Dramatic/Dramaturgic Passions and Medieval Bulgaria

Radoslava Ilcheva.

The analysis is based on 15 dramaturgic works focusing the historic topic, created between 1866 and 1921 by authors of different popularity in the literature life in Bulgaria. These texts have been examined as a single unit with their strong and weak pages, i.e. via the chronology of their plots, they design the dramatic chronicles of our past ages – from the reign of Krum the Terrible until the abyss, to which Bulgaria was pushed in the second half of XIV century.

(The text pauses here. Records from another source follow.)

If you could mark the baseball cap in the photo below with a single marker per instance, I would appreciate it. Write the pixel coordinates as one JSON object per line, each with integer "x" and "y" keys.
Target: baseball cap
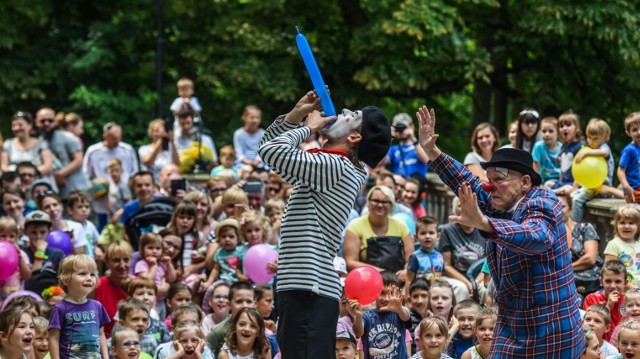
{"x": 37, "y": 217}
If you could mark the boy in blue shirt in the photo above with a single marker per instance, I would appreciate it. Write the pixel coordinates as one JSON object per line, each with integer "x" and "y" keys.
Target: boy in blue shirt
{"x": 628, "y": 168}
{"x": 426, "y": 262}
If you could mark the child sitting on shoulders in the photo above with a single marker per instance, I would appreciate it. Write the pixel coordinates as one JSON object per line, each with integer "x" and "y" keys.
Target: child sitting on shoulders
{"x": 569, "y": 130}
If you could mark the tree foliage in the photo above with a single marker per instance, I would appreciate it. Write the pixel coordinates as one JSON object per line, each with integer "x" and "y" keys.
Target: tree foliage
{"x": 474, "y": 60}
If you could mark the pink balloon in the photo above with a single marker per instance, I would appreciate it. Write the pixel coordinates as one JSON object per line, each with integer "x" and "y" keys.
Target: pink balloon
{"x": 9, "y": 259}
{"x": 256, "y": 260}
{"x": 364, "y": 284}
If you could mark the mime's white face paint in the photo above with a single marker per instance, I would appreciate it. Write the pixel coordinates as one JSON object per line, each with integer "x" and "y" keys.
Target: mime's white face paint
{"x": 347, "y": 121}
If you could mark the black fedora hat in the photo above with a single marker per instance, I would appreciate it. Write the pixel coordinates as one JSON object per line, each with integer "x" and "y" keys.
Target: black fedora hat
{"x": 514, "y": 159}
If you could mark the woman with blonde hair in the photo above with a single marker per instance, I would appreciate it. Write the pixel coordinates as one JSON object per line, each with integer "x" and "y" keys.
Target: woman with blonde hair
{"x": 162, "y": 150}
{"x": 376, "y": 239}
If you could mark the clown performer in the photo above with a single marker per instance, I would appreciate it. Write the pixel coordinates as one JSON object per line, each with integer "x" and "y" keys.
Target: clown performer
{"x": 326, "y": 182}
{"x": 526, "y": 248}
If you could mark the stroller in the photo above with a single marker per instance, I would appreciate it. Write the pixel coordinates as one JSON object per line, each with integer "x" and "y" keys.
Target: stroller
{"x": 153, "y": 217}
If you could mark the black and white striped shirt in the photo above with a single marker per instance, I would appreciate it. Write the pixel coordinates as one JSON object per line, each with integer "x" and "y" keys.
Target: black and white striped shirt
{"x": 325, "y": 189}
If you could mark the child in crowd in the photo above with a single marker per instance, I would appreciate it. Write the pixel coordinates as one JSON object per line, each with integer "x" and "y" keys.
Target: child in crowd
{"x": 226, "y": 167}
{"x": 145, "y": 290}
{"x": 26, "y": 302}
{"x": 434, "y": 335}
{"x": 185, "y": 95}
{"x": 628, "y": 171}
{"x": 592, "y": 349}
{"x": 246, "y": 337}
{"x": 41, "y": 339}
{"x": 153, "y": 265}
{"x": 71, "y": 328}
{"x": 179, "y": 294}
{"x": 9, "y": 233}
{"x": 613, "y": 280}
{"x": 625, "y": 246}
{"x": 598, "y": 320}
{"x": 241, "y": 294}
{"x": 569, "y": 130}
{"x": 274, "y": 210}
{"x": 16, "y": 324}
{"x": 134, "y": 314}
{"x": 631, "y": 308}
{"x": 387, "y": 318}
{"x": 119, "y": 192}
{"x": 419, "y": 301}
{"x": 226, "y": 258}
{"x": 187, "y": 312}
{"x": 346, "y": 345}
{"x": 485, "y": 324}
{"x": 184, "y": 221}
{"x": 598, "y": 133}
{"x": 442, "y": 300}
{"x": 79, "y": 208}
{"x": 172, "y": 247}
{"x": 545, "y": 152}
{"x": 246, "y": 140}
{"x": 528, "y": 129}
{"x": 467, "y": 315}
{"x": 125, "y": 344}
{"x": 51, "y": 204}
{"x": 426, "y": 262}
{"x": 188, "y": 343}
{"x": 264, "y": 304}
{"x": 217, "y": 297}
{"x": 628, "y": 340}
{"x": 254, "y": 230}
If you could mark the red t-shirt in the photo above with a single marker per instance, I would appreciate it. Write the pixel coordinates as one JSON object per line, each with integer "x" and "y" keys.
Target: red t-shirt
{"x": 616, "y": 315}
{"x": 109, "y": 295}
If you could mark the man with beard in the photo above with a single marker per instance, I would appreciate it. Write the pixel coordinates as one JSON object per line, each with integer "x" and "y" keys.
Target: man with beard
{"x": 67, "y": 170}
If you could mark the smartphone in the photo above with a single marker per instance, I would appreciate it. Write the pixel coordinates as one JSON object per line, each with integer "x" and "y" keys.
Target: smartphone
{"x": 178, "y": 184}
{"x": 168, "y": 127}
{"x": 253, "y": 187}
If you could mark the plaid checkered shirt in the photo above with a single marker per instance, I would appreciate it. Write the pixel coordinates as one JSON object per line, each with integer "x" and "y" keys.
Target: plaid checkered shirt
{"x": 531, "y": 267}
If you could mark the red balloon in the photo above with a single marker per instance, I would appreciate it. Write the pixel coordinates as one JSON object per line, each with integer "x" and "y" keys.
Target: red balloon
{"x": 364, "y": 284}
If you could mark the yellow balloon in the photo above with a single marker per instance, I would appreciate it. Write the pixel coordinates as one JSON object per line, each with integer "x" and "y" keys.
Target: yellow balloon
{"x": 591, "y": 172}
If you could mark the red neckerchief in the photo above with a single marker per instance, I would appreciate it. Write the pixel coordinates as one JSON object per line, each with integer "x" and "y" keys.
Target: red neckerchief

This kind of chronicle has not only homogenized and identified emotionally our Middle Ages, but is still translating the images created by the imagination of the playwrights.

The eternal human passions in their opposition (love-hate, strength-weakness, fidelity –betrayal) play the main role in the created plots. As a whole the reproduced emotions align the individual fragments of the unit, keep them up-to-date, allowing the elaboration of psychological profiles of numerous characters, provisionally classified in categories on the binary opposition principle as the Good Familiar / Unfamiliar Person and the Bad Familiar / Unfamiliar Person.

The commented characteristic features of the above general dramaturgic text are the phobia to everything Greek and the admiration to everything Slavonic – the most important, most typical and most dramatic passion, dominating the stage action and managing the collision. These national characteristics of the Bulgarian historical dramaturgy of the investigated period have also been confirmed by the fascinating "litmus effect" in the drama „Krum, Khan of the Bulgarians” by the Russian immigrant – Count Nikolay Zubov. The drama is not just an external view of the Bulgarian passions, but also a unique attempt for cultural integration considering the national problematic issues.